In the New England Pellet case, discussed here -- http://donpesci.blogspot.com/2010/01/blumenthal-devil-and-details.html
-- the affiant claimed that the principals of the company either had or were about to fraudulently transfer assets; this was the sole claim in the affidavit that enabled Blumenthal’s office to impound the assets of the company, effectively putting it out of business. That affiant was deposed by the lawyer in the case. During the deposition, he swore under oath that he had no reason to believe that a fraudulent transfer had been made or was about to be made. An inspector in Blumenthal’s office, he never examined bank records to determine his assertion in the affidavit and never read Connecticut’s fraudulent transfer act. There are only two possibilities here: The affiant had submitted a false affidavit; or the affiant had committed perjury in his deposition. In the Hoffman case, a Superior Court judge affirmed that Blumenthal had presented a fatally defective affidavit to seize assets owned both by Mr. and Mrs. Hoffman. The NEP case is on the point of being settled, and the Hoffman case is still percolating through the courts. In the Hoffman case, the trial court dissolved attachments made by Blumenthal’s office because the affidavit was defective. That case is discussed here: http://donpesci.blogspot.com/2009/05/blumenthal-vs-hoffmans.html

Don Pesci said...

This is what a judge in Maine said about the affidavit in the Hoffman case:

“The plaintiffs assert that Fitzsimmons (the affiant) swore to a false affidavit in connection with attaching Maine real estate. Such behavior by a state assistant attorney general—if it occurred—is deplorable, and could be subject to criminal penalties, bar discipline and other sanctions. A substantive due process violation is sometimes defined as behavior that is “shocking” and “egregious,” and certainly as those terms are used in plain English, the conduct asserted here
on the part of a state lawyer is shocking and egregious” The case in Maine is ongoing.

Fuzzy Dunlop said...

Don,
In a perfect world cutting 2/3 of the attorneys over there might not be such a bad idea. But in this economy, your just adding a crapload of attorneys to the unemployment rolls.

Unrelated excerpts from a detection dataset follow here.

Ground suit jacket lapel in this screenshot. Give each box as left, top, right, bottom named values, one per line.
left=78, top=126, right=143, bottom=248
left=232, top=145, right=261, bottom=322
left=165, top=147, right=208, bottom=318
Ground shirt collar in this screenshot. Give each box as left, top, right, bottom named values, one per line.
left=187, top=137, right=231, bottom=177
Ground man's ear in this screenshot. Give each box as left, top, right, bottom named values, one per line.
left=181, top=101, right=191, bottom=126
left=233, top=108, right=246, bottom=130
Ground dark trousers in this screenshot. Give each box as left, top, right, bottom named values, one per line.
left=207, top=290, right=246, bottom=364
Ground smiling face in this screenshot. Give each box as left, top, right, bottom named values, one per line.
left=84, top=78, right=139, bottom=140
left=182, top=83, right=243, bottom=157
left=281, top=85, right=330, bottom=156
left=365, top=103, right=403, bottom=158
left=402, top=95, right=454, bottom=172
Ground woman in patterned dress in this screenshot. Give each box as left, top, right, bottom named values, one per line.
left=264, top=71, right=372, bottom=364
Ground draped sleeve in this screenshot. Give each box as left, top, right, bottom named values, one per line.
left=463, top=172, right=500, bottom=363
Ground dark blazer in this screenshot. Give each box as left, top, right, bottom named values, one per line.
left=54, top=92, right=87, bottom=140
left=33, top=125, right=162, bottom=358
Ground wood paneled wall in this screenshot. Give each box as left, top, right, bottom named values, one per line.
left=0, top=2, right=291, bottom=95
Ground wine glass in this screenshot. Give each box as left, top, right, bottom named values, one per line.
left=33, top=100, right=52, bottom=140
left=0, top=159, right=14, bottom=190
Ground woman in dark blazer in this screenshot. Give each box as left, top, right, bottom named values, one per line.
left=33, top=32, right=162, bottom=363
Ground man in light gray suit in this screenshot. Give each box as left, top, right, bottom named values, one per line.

One interesting thing in regard to your fourth point though... I wonder if the AG should actually be eliminated as a constitutional office, and turned into something more akin to the chief state's attorney, where the office holder is nominated instead of elected, and a term limit is imposed. That might go a long way to ending the celebrity showboating.

Don Pesci said...

Fuzzy,

In a hyper regulatory environment in which regulations are complex, one doesn’t have to worry too much about keeping the lawyers busy. The problem with the AG’s office is that its boundaries are not limited by constitutional or statutory laws and regulations. Its modern form, sprawling and unrestrained, was invented by Lieberman and Blumenthal. It might help if the office were appointive, because then the appointing authority, presumably the governor, would be able to hem in outrageous activity through the appointment. If the form of the office is unordered by constitutional provisions, democracy tends only to increase the power and scope of the office, which is exactly what has happened here. Term limiting the office certainly would help.